Banks can certainly outspend the startups. Banks and Fintech startups have different marketing challenges:
- Startups: nobody knows about you and the assumption is that tech startups with funny names are a great way to buy stuff and be entertained, but they are not to be used for serious stuff like money.
- Banks: everybody knows about you, but familiarity can breed contempt and since the Financial Crisis there has been a lot of distrust.
In both cases, it takes a lot of money to change those perceptions – good news for the media business. The Fintech Scale Ups (those startups raising huge rounds at massive valuations) are on a race against time. They get huge marketing value by being the first in their category to do an IPO. To do an IPO they need massive revenue growth and that requires a big marketing spend.
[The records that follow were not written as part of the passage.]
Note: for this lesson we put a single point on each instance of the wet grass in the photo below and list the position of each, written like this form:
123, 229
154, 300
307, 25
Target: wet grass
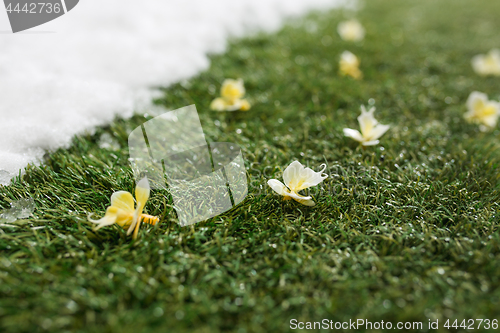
404, 231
This big spend makes sense because the Third Fintech era has now moved into the Scale Phase. During the Scale Phase, it is less about fundamental innovation than about winning market share. This is all about execution (and enough capital is essential to that execution).
The Fintech Segments that are currently in the this Scale Phase are:
- P2P Lending.
- Crowdfunding
- Robo Advisers (aka Low Cost Passive Beta).
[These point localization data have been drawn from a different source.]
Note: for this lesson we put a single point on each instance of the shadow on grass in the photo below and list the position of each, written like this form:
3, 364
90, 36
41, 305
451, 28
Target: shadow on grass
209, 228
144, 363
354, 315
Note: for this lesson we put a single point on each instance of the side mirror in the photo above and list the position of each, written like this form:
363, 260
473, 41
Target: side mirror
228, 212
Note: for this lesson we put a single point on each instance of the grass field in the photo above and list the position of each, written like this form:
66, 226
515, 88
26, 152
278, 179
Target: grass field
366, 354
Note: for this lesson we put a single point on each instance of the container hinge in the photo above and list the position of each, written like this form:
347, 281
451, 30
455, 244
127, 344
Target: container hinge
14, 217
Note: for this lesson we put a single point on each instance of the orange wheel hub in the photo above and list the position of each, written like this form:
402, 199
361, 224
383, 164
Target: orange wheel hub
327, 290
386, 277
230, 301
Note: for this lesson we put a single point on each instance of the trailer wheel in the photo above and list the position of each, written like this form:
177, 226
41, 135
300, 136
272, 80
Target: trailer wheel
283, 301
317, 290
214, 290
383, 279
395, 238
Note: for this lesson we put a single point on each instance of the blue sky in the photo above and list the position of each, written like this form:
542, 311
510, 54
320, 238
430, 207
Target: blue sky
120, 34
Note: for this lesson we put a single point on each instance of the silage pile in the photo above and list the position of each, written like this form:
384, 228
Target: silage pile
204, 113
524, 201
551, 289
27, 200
The Fourth Fintech Era, using Blockchain technology, is still in the Incubation Phase. During this phase it is all about winning the hearts and minds of a few developers on subjects that are utterly meaningless to 99.999% of the population. Looking back in the past, some examples of this Incubation Phase imcluded:
- P2P Lending c 2007 (when Lending Club was founded).
- Internet c 1992 before the browser.
- PCs c 1975 during the Homebrew Computer Club era .
You know you are in a Fintech incubation era meeting today when your hear subjects such as consensus algorithms, Sidechains and Bitcoin Maximalism being debated with the same passion that most people reserve to their favorite sports team, celebrity or music.
During the Incubation Phase the budget should look like:
90% development, 10% marketing (mostly community management).
During the Scale Phase, this does not completely reverse as these are still tech businesses. It becomes maybe 50/50 development/marketing but with a lot of the development spend focussed on Growth Hacking (which is really Marketing).